Dal Regno Unito all’Italia, dalla Colombia all’Ungheria, negli ultimi tempi i referendum popolari hanno sconvolto il mondo. Ma quello turco di domenica prossima è davvero unico nel suo genere.
La democrazia turca, si sa è in rianimazione; e il 16 aprile i turchi sono chiamati a votare per decidere se rimpiazzare il sistema parlamentare con un sistema presidenziale.
Si tratta del più grande cambiamento (si votano18 emendamenti alla Costituzione) dalla fondazione della moderna repubblica quasi cento anni fa.

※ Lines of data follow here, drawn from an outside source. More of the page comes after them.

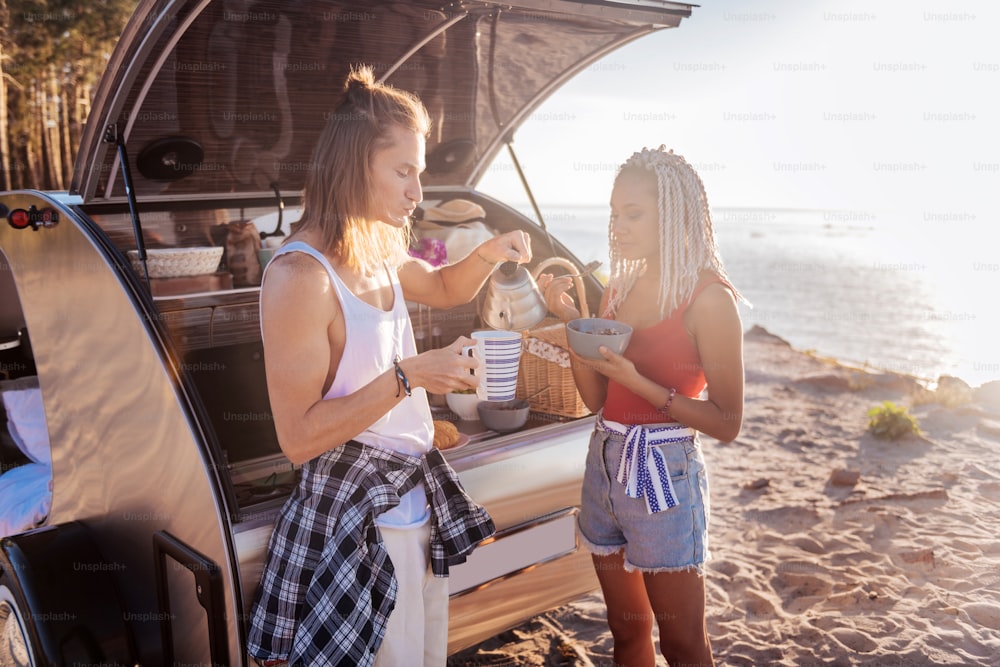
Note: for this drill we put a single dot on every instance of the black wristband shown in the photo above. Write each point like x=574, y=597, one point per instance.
x=402, y=382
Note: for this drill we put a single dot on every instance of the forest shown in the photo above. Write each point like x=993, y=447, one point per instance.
x=52, y=55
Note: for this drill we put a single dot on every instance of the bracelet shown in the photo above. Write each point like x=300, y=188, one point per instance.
x=402, y=382
x=665, y=409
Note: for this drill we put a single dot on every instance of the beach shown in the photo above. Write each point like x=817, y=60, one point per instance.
x=830, y=546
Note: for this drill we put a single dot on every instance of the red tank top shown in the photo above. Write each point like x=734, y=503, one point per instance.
x=665, y=354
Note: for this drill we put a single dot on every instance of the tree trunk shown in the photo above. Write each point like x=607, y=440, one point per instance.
x=53, y=134
x=6, y=163
x=67, y=93
x=33, y=142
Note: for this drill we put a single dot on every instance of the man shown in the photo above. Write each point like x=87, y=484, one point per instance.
x=342, y=368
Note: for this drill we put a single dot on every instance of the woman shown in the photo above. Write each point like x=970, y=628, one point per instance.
x=644, y=510
x=357, y=560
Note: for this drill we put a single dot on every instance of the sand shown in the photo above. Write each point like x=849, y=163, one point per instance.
x=831, y=546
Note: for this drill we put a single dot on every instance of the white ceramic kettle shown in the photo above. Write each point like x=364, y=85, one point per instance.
x=513, y=301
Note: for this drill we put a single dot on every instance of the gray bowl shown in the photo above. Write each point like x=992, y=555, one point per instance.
x=586, y=334
x=504, y=416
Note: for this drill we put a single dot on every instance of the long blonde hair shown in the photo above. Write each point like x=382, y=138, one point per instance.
x=338, y=199
x=687, y=239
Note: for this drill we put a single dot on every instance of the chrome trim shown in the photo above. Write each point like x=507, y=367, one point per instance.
x=542, y=522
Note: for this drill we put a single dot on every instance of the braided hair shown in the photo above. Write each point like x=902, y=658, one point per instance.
x=687, y=240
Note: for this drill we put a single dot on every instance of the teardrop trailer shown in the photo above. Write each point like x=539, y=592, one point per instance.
x=166, y=475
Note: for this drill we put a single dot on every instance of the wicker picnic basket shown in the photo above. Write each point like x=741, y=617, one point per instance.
x=545, y=360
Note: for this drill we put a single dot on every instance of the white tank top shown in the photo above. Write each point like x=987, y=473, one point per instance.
x=374, y=338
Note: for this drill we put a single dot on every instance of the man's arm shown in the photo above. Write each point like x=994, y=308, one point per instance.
x=454, y=284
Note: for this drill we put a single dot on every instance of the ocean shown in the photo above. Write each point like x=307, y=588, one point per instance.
x=911, y=294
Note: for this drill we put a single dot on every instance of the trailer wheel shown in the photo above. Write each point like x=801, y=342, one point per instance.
x=15, y=647
x=59, y=603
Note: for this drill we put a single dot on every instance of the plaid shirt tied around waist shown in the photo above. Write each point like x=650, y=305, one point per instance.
x=328, y=585
x=642, y=468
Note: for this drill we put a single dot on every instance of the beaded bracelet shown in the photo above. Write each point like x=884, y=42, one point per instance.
x=665, y=410
x=402, y=382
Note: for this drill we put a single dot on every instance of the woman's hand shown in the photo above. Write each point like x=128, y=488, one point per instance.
x=557, y=299
x=510, y=247
x=442, y=370
x=613, y=366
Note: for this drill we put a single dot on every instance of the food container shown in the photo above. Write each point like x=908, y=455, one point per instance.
x=586, y=334
x=504, y=416
x=463, y=405
x=176, y=262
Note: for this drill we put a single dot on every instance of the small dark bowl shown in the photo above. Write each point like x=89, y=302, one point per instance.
x=504, y=416
x=587, y=334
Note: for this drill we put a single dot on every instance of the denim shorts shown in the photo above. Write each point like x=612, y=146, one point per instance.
x=673, y=540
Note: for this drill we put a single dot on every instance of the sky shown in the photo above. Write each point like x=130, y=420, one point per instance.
x=875, y=109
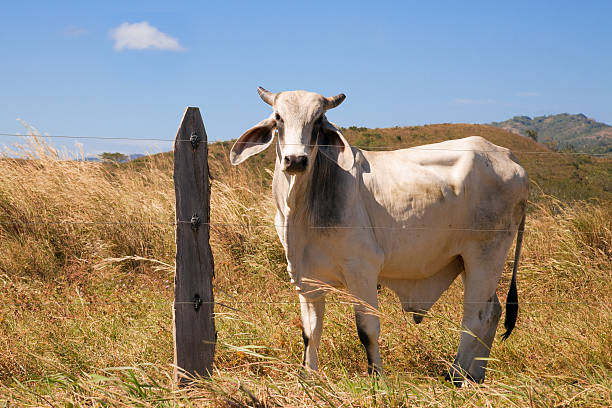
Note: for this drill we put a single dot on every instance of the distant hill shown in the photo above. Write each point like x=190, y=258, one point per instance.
x=564, y=131
x=565, y=176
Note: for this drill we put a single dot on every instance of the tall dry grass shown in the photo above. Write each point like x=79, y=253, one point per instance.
x=86, y=255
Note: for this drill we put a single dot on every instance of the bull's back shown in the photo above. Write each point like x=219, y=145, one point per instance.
x=425, y=203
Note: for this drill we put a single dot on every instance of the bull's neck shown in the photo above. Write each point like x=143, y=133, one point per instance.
x=291, y=190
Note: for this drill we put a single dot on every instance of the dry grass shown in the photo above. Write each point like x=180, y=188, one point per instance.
x=77, y=328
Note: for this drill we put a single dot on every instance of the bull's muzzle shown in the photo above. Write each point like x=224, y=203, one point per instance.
x=295, y=164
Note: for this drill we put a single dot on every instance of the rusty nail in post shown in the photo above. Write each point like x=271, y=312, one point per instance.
x=195, y=140
x=197, y=302
x=195, y=222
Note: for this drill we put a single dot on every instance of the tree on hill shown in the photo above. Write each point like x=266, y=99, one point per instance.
x=113, y=157
x=532, y=134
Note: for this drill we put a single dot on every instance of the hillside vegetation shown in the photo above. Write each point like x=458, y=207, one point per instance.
x=86, y=271
x=564, y=131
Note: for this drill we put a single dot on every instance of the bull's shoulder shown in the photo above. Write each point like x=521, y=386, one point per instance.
x=452, y=164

A spingere per il «Si» c’è il presidente Recep Tayyip Erdogan. Una vittoria del «Si» ridimensionerebbe il ruolo del Parlamento (al solito, «inefficiente», anche se l’AKP di Erdogan ha la maggioranza 2002), abolirebbe il ruolo del Primo Ministro trasferendone i poteri al presidente e aumenterebbe i poteri legislativi, giudiziari ed esecutivi della presidenza, dotando Tayyip Erdogan di un predominio senza precedenti sulla politica turca. Un sistema presidenziale non darebbe solo ad Erdogan l’autorità di nominare i giudici e ministri e controllare il bilancio, ma gli consentirebbe anche di rimanere in sella per altri due mandati (fino al 2029) e consoliderebbe la deriva della Turchia verso l’autoritarismo.

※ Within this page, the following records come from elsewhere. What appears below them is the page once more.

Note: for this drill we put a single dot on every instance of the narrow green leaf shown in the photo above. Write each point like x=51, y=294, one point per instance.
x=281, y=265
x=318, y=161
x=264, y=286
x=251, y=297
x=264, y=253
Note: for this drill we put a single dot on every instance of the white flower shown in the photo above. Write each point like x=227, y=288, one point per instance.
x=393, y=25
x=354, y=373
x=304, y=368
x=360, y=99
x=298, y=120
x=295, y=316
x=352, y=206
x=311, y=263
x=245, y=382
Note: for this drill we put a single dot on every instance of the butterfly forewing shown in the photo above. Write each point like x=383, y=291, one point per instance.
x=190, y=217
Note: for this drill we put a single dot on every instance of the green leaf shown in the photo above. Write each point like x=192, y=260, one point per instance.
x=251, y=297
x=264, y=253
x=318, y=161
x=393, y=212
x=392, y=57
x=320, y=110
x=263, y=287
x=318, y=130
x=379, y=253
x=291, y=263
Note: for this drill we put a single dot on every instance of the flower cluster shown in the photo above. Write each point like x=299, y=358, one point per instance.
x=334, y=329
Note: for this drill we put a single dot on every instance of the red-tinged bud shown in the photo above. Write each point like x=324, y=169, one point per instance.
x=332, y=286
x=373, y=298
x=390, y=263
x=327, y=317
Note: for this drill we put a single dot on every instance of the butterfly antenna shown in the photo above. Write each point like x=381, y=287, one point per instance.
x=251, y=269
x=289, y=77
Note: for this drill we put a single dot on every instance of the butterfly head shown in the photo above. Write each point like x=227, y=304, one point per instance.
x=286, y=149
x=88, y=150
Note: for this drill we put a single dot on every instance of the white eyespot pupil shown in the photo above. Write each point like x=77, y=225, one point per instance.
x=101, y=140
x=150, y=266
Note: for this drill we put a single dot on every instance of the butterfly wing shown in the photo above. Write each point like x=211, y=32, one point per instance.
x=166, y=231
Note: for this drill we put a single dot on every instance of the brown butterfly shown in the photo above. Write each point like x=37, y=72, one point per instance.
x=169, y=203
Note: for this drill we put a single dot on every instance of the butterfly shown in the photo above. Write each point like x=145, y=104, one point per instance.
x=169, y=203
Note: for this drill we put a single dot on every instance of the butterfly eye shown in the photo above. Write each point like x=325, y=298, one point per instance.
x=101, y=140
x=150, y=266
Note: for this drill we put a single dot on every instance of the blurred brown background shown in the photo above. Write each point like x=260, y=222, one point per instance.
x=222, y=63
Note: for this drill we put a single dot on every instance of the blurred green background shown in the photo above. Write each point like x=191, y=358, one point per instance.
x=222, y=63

Giovedì scorso, due sondaggi hanno pronosticato che la maggioranza, sia pure risicata, dei turchi voterà «Si». Secondo l’istituto Konda, uno dei più prestigiosi istituti di sondaggi turchi, i «Si» raggiungerebbero il 51,5%, anche se l’istituto ha precisato che il margine di errore del sondaggio potrebbe essere del 2,4%. A ciò si aggiunge il voto dei turchi che vivono all’estero, che sembra abbiano votato in massa, una cosa che sondaggisti non possono controllare. Ma perfino la vittoria del «No», potrebbe non bastare per salvare la repubblica turca dal danno compiuto da Erdogan; e che vinca o che perda, Erdogan continuerà sicuramente a cercare di polarizzare i turchi in un’immaginaria battaglia per la loro sopravvivenza.